しかし、五月六日は過ぎてしまい、敏三はとても不機嫌になった。そしてその二週間後に亡くなった。この話を聞き、最期の最期まで大好きな父を思い、父が迎えに来てくれると信じていた敏三の気持ちがわかるような気がした。
木下家の兄弟たちは、両親に愛されて育ったことや、父母ほど好きな人間はいないことをそれぞれ語っている。由紀太の話を聞いて、敏三もまた、そんな木下家の一人であったと、改めて思ったのである。
恵介亡きあと、北鎌倉円覚寺の墓に眠っていた祖父・周吉、祖母・たまの遺骨は、忠司の手によって浜松の敏三の墓に移された。血が繋がらない恵介の三人の養子たちが、大好きな父母の墓守をすることを、木下家の長となった忠司はどうしても許せなかったのである。

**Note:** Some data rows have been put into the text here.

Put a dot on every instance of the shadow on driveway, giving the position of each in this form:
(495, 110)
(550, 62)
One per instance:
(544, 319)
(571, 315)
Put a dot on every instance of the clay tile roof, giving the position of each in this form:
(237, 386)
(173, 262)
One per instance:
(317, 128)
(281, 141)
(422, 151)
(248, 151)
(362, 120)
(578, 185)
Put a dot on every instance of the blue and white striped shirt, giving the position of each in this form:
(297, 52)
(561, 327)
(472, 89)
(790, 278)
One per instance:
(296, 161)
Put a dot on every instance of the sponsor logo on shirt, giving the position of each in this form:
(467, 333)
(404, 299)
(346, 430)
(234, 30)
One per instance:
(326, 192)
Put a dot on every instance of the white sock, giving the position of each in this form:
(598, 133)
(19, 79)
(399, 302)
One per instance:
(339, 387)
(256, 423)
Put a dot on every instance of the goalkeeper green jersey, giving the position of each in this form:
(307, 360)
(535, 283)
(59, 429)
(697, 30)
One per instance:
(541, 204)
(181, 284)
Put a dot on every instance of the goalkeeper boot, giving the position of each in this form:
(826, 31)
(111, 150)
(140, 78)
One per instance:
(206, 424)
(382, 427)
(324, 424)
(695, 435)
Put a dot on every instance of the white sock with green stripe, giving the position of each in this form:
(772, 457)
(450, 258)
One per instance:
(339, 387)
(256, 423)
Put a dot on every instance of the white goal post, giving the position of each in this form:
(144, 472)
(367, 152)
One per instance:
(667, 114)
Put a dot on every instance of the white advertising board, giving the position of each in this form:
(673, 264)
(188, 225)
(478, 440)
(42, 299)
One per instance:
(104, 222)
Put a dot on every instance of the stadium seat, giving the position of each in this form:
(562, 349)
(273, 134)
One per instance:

八郎は、ようやく兄・恵介が父母と一緒になったのだからと反対したのだが、兄の言うことには従わなければならない。浜松で一番長く暮らした敏三とともに、祖父母は浜松で安らかに眠っていることだろう。
五男 忠司 ── 素晴らしき音楽家
忠司は一九一六(大正五)年四月九日、父・周吉、母・たまの五男として「尾張屋」があった浜松市伝馬町で生まれた。
活発な兄であった四歳違いの正吉は、子供時代おとなしかったこの弟・忠司をとてもかわいがって、遊ぶときは一緒に連れて行った。小学校三年生くらいから映画に関心のあった正吉は、当時浜松にあった五つの映画館を回って映画を観に行っていたが、いつの頃からか忠司もあとについて来るようになり、映画好きな少年になった。